Your Google calendar is a sacred, semi-private place full of scheduled meetings you’d rather not attend and appointments you’d probably like to skip. So when spam suddenly appears there—advertising something like “Your iPhone XS is ready for PickUp,” followed by a link—it’s jarring and invasive.
This particular kind of spam is garnering attention lately. “I have a feeling that it is on the upswing,” says Shuman Ghosemajumder, the CTO of cybersecurity company Shape Security who also worked as the “click fraud czar” at Google. Fortunately, there are steps you can take to both stop it as well as report it when you see it. It’s also worth remembering that while the location of the spam feels new, the behavior isn’t. Bad actors have a long history of exploiting any avenue they can, from sending suspicious messages to your email address, to spammy notes sent via iMessage, to robocalls.
Philosophically speaking, the problem lies in the fact that mediums like our phones, email inboxes, and calendars are designed, by their nature, to be able to receive things—phone calls, messages, and invitations. And of course, people abuse that access.
In this case, there’s a very simple way to tweak the settings in your Google calendar to stop this spam if it has already cropped up in your account, or proactively prevent that from happening. Look for the gear icon towards the top right of your Google calendar in a browser, then use it to click on Settings. From there, in the column to the left, click on Event settings, then eyeball the box titled “Automatically add invitations.” Make sure you choose: “No, only show invitations to which I have responded.”
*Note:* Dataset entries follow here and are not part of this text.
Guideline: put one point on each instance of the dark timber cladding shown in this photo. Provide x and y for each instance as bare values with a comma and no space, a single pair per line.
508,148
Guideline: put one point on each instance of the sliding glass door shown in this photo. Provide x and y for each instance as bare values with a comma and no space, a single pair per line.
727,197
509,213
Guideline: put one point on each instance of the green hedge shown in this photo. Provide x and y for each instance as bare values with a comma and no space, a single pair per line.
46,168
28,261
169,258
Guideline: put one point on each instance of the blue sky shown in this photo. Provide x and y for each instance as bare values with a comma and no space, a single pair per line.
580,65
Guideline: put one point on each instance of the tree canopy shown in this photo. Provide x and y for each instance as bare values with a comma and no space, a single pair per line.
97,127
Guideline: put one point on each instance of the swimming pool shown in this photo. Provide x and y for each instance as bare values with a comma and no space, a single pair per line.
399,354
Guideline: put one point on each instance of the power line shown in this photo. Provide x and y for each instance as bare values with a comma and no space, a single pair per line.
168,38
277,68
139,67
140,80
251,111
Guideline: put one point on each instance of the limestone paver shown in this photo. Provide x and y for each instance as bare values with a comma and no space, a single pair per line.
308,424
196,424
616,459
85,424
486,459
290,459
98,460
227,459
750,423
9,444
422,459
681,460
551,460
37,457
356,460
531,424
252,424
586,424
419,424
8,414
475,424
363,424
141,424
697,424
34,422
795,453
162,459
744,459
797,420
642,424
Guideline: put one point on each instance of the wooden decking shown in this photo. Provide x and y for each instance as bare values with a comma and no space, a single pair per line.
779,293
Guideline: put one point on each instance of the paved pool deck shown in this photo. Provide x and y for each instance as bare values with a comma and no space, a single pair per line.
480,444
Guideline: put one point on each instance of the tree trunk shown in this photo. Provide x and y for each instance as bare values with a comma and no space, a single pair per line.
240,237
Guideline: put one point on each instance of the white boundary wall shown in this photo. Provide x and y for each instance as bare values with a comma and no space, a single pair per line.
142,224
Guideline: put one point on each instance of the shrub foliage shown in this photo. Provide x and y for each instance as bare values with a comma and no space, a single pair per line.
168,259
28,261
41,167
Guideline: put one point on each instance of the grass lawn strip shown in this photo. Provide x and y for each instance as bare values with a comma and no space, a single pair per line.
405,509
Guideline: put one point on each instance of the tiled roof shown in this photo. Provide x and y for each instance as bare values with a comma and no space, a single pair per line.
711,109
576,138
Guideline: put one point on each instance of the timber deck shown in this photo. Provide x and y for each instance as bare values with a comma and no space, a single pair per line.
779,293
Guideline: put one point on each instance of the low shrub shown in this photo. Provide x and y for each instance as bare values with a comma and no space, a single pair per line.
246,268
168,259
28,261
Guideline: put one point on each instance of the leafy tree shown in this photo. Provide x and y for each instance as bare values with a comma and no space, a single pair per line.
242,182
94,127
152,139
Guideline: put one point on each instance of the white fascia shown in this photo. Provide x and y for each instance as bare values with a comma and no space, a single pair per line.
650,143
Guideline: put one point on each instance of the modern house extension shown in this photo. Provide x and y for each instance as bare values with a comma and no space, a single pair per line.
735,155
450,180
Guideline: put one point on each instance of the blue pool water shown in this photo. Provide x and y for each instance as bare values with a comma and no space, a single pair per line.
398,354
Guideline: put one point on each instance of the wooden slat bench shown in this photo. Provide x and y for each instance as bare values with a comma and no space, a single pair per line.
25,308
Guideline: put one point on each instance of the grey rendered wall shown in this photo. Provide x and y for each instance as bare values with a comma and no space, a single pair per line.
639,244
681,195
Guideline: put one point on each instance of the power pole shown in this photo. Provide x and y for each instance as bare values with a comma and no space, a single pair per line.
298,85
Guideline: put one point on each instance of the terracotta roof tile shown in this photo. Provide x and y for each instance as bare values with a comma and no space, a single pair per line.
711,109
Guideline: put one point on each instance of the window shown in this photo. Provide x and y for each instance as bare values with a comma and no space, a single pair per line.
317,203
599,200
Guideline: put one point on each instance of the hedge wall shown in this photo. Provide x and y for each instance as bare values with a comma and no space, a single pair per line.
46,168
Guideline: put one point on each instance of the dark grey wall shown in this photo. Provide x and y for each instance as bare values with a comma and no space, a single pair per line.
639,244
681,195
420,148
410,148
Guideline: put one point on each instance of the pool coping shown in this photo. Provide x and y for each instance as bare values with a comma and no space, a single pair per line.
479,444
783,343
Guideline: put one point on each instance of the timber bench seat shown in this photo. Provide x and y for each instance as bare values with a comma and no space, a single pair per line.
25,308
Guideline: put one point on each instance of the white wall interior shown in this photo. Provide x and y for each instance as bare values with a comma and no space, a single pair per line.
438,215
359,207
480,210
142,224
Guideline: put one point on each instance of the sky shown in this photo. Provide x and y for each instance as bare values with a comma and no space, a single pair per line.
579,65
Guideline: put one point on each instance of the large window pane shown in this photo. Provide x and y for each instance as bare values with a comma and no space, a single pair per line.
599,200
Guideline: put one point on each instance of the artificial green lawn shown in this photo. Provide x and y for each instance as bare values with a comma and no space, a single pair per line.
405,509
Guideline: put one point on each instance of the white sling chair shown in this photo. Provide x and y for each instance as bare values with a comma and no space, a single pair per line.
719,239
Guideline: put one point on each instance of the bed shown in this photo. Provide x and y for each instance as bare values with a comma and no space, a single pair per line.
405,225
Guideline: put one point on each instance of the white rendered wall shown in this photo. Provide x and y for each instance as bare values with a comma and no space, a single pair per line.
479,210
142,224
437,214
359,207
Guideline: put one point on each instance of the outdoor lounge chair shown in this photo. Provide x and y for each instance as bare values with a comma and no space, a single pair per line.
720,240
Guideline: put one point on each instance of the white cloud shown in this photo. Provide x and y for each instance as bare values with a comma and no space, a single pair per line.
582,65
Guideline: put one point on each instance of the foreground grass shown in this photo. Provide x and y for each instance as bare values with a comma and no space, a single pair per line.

Then, in the same column to the left, look for a row called “Events from Gmail.” You’ll want the box next to the words “Automatically add events from Gmail to my calendar” to be unchecked. When that is checked, Google adds events such as the upcoming flight it sees in your email to your calendar automatically; unchecking that box locks your calendar down even further.
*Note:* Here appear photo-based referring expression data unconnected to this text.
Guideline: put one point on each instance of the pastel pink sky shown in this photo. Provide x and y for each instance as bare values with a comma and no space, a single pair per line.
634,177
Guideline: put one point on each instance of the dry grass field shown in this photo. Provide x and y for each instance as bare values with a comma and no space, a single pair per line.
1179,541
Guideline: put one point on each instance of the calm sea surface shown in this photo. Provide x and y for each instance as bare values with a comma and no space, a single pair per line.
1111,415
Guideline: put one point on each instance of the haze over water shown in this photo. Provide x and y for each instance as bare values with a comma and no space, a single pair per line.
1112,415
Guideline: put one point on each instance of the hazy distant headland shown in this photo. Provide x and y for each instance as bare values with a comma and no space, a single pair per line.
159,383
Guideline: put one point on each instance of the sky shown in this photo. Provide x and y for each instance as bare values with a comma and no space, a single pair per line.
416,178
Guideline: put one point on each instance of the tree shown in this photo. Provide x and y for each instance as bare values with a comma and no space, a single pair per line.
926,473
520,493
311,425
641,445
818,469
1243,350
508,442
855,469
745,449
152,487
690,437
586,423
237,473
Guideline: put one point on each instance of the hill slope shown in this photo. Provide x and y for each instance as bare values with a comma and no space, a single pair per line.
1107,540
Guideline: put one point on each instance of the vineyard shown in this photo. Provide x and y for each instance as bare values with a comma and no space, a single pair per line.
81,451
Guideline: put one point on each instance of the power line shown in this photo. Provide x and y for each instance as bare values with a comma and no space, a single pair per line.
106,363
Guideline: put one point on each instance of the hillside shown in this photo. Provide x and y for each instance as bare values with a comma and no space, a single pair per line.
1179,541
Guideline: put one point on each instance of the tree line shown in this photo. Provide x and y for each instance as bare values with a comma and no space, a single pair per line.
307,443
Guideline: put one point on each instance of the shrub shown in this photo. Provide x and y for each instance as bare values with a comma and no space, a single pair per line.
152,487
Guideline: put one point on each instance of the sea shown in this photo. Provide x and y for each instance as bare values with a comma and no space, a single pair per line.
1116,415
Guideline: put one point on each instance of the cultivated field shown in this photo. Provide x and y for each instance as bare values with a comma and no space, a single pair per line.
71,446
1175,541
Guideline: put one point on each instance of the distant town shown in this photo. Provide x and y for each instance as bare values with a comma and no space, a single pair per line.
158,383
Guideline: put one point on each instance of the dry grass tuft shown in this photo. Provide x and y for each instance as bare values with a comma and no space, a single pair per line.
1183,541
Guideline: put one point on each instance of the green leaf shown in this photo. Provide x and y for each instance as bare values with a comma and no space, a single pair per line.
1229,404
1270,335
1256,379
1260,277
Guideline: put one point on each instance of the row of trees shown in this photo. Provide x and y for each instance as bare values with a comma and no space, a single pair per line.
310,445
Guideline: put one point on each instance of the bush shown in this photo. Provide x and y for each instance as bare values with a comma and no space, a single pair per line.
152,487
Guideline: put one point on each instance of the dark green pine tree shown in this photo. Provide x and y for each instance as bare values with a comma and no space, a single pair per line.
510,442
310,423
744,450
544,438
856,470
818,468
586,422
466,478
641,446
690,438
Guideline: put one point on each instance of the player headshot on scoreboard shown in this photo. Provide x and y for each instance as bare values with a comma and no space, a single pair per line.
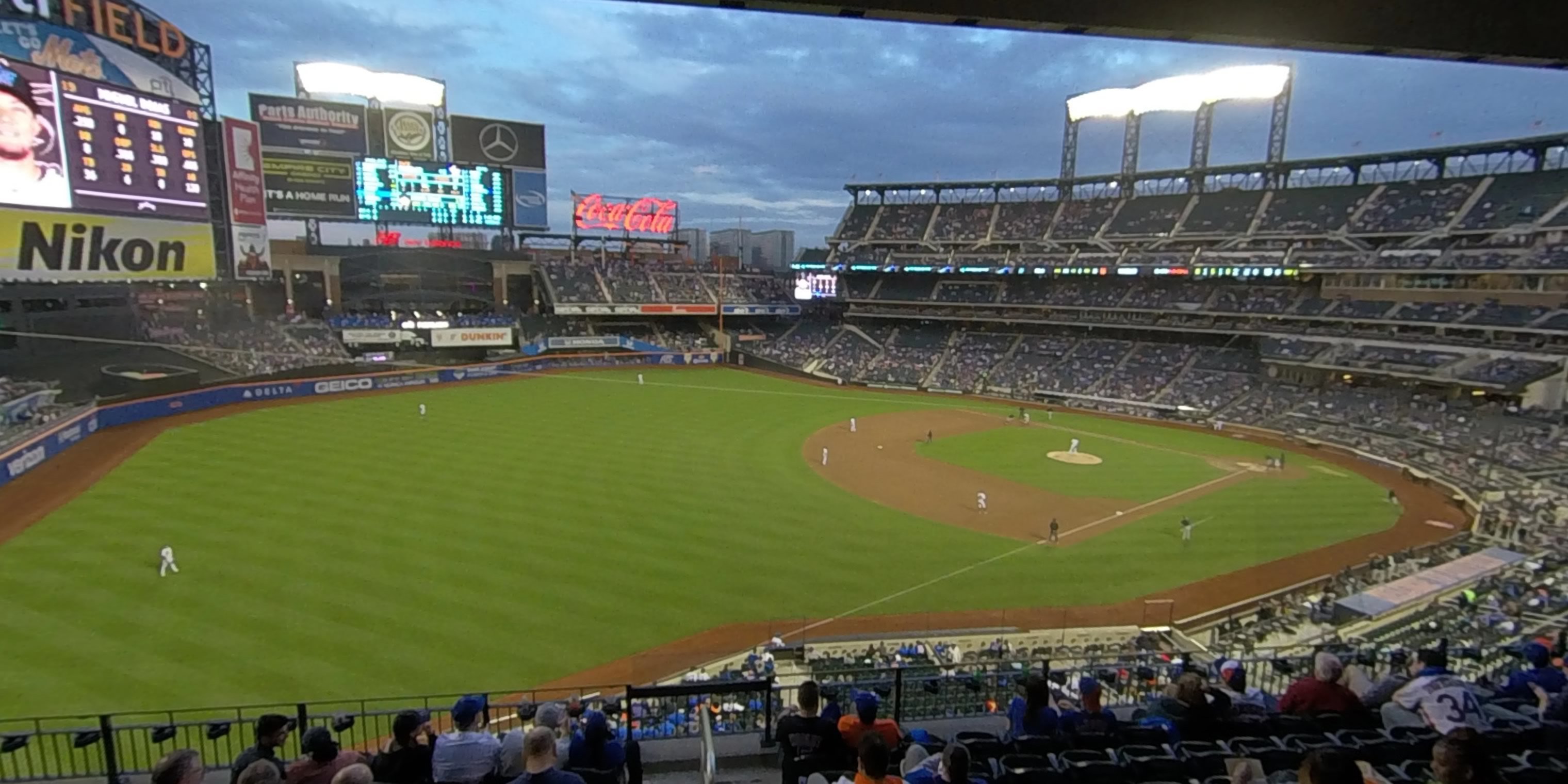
24,130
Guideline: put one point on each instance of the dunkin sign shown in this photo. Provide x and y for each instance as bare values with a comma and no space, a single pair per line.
647,216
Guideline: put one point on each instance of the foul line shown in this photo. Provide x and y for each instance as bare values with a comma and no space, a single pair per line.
1015,551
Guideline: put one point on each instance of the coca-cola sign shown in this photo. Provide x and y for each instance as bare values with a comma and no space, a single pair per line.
647,216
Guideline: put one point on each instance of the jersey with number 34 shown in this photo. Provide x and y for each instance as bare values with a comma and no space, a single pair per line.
1446,701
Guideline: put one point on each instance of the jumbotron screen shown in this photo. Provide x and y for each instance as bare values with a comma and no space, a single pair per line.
443,193
816,286
100,148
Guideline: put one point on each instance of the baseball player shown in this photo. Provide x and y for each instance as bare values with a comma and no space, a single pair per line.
167,562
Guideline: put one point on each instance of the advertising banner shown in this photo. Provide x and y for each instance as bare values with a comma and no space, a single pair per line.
253,255
242,146
531,203
370,336
410,134
498,142
320,126
309,186
90,57
474,336
584,342
73,247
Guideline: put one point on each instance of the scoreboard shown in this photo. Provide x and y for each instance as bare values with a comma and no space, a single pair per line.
441,193
132,153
But like many security issues, there are tradeoffs to your choices—some people may like that their dinner reservations automatically populate their calendars—so make whatever decision here you feel is best for you.
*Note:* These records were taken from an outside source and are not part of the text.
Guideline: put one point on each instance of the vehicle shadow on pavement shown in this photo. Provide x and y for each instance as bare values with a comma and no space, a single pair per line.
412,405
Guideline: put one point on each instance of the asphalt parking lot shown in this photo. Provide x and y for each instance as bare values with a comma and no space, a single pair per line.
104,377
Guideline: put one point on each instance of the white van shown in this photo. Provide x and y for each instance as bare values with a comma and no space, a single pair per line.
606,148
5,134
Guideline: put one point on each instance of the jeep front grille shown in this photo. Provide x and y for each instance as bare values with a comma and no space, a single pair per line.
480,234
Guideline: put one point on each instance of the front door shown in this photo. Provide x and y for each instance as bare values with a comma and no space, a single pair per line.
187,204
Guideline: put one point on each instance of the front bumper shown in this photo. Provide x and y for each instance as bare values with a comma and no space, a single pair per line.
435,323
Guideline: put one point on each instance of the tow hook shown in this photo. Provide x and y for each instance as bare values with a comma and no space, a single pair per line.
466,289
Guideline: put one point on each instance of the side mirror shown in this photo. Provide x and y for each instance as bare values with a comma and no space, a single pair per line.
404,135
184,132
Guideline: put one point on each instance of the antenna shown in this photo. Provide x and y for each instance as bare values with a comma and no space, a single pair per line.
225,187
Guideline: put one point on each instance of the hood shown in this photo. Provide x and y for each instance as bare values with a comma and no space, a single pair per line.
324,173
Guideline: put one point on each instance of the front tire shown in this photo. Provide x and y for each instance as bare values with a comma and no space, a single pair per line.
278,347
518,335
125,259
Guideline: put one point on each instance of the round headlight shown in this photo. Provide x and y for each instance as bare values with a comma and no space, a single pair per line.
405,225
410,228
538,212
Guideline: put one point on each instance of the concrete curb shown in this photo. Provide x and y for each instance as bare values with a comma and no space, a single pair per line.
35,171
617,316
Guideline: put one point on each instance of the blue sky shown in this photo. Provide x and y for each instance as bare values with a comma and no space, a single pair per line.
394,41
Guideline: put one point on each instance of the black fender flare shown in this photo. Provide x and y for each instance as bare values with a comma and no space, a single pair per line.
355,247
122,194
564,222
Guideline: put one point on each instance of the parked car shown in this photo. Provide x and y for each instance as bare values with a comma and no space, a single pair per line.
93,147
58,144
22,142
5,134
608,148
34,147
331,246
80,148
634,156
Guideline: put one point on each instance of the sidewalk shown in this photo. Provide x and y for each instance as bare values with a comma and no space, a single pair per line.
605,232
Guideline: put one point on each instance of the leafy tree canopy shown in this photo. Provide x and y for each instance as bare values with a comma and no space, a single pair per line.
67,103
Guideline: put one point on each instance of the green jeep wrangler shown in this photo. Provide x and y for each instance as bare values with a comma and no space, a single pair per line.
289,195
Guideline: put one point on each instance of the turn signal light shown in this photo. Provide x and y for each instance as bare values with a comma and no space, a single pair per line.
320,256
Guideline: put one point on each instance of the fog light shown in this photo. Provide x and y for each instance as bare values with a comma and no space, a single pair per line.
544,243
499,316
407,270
Google published a short video, below, earlier this month explaining how to report any spam in your calendar you see—taking that kind of action will simultaneously remove the offending event while also likely helping Google prevent more spam like it.
Finally, while you’re thinking about security, privacy, and Google, it can’t hurt to take advantage of relatively new features that Google offers that give you the option to have some of your data automatically deleted from their systems. To explore those, go to your Google Account on a desktop, click on Data & personalization, then Web & App Activity, then Manage Activity, then make a choice by clicking on “Choose how long to keep.” A similar option exists in the Google Maps app: In that app on your phone, click on the three horizontal lines at upper left, then Settings, then Personal Content, then “Automatically delete Location History” to make a choice. If you’d like to have that type of data deleted every three months, you can do so there.